We come down the winding staircase. The dusk has begun to fold the surroundings in its dark embrace. Far away in Galway hills, the sun is setting and its last glow covers the hills with a halo. A mystical charisma envelops the place.

One can imagine Yeats, the poetic genius, the dreamer, the romantic infatuated with lake sides, hawthorn, spooks and faeries, sitting atop the tower, lost in the enchantment of the Celtic twilight or walking on the crunchy carpet of red copper and bronze leaves, Yeats in the autumnal years of his life, reconciling to the loss of love that never was his, and looking ahead to a new life with Georgina.

As he walks by the riverside, he anticipates the ravages of time, of lives transient, and can see his splendid home falling into ruin.

How should he preserve the legacy he had inherited — be known as the restorer of Thoor Ballylee, as the poet who lived and wrote there and left his mark in the legacy of this place?

Yeats found an answer readily. He had a slate slab carved with a short verse. All who pass by can read the words and touch the letters with their fingers.

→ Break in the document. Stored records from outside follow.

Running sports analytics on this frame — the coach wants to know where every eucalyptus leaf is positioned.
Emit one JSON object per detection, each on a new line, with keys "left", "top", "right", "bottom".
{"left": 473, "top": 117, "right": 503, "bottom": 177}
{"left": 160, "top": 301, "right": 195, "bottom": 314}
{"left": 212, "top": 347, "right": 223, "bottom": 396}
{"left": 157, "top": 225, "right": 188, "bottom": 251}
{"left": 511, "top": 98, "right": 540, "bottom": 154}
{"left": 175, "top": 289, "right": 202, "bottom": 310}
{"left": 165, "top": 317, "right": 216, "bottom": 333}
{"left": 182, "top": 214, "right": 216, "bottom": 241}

I, the poet William Yeats,

With old mill boards and sea-green slates,

And smithy work from the Gort forge,

Restored this tower for my wife George;

And may these characters remain

When all is ruin once again.

Perhaps another poet or artist will collect the fallen remnants, and, dreamy-eyed, piece them together, and live amid surroundings that will nurture his creativity. He will climb the winding stair, get into “a dialogue of self and soul”, reflect upon matters lofty and sublime, mundane and quotidian, transitory and eternal. And time will keep circling.